A federal judge Monday sentenced a 23-year-old man to time served – the approximately year and a half he has spent in custody – for an attempted arson two years ago at the courthouse in downtown Portland where his hearing was held.
Joseph James Ybarra, according to prosecutors, lit a device and threw it at the front of the Mark O. Hatfield U.S. Courthouse about 3:15 a.m. on July 22, 2020.
The device fell to the ground and Ybarra picked it up and threw it twice more, wrote Nathan Miller, an agent with the U.S. Bureau of Alcohol, Tobacco, Firearms and Explosives in a federal affidavit.
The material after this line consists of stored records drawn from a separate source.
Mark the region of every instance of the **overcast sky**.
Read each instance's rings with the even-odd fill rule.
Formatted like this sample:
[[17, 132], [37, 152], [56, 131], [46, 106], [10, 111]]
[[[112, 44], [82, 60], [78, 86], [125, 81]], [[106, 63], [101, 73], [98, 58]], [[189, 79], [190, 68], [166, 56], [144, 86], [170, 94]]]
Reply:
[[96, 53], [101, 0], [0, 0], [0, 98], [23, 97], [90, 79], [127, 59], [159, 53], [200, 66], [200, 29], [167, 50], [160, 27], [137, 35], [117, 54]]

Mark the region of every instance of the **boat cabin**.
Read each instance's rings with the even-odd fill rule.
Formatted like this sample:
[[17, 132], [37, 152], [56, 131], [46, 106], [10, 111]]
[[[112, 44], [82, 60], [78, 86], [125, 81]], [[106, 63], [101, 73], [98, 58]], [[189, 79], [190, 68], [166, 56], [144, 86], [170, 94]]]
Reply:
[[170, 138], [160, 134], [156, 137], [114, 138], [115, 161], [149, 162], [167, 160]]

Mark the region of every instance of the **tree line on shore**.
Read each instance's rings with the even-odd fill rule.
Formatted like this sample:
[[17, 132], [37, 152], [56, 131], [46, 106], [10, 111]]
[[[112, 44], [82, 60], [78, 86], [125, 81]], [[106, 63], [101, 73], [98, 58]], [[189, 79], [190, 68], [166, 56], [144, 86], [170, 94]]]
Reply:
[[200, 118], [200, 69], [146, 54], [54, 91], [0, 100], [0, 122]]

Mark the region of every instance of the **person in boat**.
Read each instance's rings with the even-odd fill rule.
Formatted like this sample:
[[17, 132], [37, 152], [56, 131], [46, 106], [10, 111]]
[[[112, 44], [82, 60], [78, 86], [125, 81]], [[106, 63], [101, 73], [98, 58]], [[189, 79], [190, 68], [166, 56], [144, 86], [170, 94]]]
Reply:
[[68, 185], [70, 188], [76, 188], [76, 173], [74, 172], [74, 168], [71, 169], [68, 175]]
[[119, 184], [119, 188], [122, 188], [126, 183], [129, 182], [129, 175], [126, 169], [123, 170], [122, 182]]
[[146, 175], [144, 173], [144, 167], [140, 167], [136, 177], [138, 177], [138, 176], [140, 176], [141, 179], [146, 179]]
It didn’t explode and no one was injured, according to Miller.
Ybarra, according to his lawyer, had just arrived in Portland by bus from Seattle the day before, intending to turn himself into authorities on an arrest warrant for a pending Multnomah County charge of unauthorized use of a vehicle.
But he was unable to enter the Justice Center because of the tumultuous crowd outside.
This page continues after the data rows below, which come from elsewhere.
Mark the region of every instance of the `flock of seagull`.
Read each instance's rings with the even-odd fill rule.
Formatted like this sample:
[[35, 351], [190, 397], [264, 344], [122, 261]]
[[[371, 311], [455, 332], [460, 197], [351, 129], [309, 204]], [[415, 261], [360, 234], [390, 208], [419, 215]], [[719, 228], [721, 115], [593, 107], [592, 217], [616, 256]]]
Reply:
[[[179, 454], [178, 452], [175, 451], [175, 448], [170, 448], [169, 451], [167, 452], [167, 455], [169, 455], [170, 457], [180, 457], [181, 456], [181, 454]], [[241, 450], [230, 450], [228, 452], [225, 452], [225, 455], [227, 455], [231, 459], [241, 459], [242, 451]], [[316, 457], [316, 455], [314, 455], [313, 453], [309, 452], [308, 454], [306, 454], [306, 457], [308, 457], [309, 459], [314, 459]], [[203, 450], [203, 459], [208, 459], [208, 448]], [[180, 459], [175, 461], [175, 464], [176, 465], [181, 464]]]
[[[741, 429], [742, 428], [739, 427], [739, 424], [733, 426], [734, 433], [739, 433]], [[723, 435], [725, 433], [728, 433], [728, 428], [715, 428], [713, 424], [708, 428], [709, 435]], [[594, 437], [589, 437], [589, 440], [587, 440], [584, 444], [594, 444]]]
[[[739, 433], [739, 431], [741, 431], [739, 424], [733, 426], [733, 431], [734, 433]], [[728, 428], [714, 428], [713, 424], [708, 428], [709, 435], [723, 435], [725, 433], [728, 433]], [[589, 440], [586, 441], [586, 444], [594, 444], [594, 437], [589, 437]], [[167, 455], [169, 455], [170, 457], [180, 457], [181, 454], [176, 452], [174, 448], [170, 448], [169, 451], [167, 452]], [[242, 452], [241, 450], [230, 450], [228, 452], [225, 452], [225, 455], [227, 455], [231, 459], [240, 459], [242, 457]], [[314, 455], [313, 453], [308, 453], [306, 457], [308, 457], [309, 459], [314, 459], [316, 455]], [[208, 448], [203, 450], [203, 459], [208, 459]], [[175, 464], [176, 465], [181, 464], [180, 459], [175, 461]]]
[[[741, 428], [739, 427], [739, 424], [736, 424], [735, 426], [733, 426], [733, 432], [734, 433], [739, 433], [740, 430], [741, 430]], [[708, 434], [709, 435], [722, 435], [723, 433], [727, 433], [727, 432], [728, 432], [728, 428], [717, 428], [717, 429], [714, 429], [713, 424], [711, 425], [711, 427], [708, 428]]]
Instead, he “got wrapped up in it,” said his lawyer, Andrew Kohlmetz.
The federal courthouse and Justice Center in downtown Portland became a regular focus of demonstrations during more than 100 consecutive days of social justice protests and demonstrations that started shortly after the May 25, 2020, killing of George Floyd by a Minneapolis police officer.
Ybarra was intoxicated at the time and suffers from schizophrenia, his lawyer said. The bottle thrown contained no flammable liquid, Kohlmetz said.
The crime was the result of “impulsive and unthinking actions of a young man beset by mental illness. This was most certainly not a politically motivated act of terrorism,” Kohlmetz told the court.
Ybarra has been in custody for a year and seven months, including about four months he’s spent at the Northwest Regional Reentry Center after he pleaded guilty to attempted arson in January.
He’s now stabilized on medication, Kohlmetz said. He urged Ybarra’s probation officer to connect Ybarra to Multnomah County’s disability services to help find him an appropriate residential home to live at, after he spends up to another 120 days at the halfway house.
U.S. District Judge Karin J. Immergut accepted the time-served sentence, recommended by both Kohlmetz and Assistant U.S. Attorney Parakram Singh.
“You can’t hold anything that can set a fire,” Immergut reminded Ybarra.
“Yes, I learned that,” he replied.
She ordered him to participate in substance abuse or alcohol treatment, mental health treatment and take all medication that is prescribed to him. She called the sentence a “just punishment,” and said she hopes the services he’s connected with will help him “to get on a better path.”
Of 96 federal protest-related prosecutions, 70 have been dismissed. Ybarra is among about eight people who pleaded guilty and have been sentenced. Prosecutions included defendants charged with civil disorder, destruction of government property, arson and assault on an officer.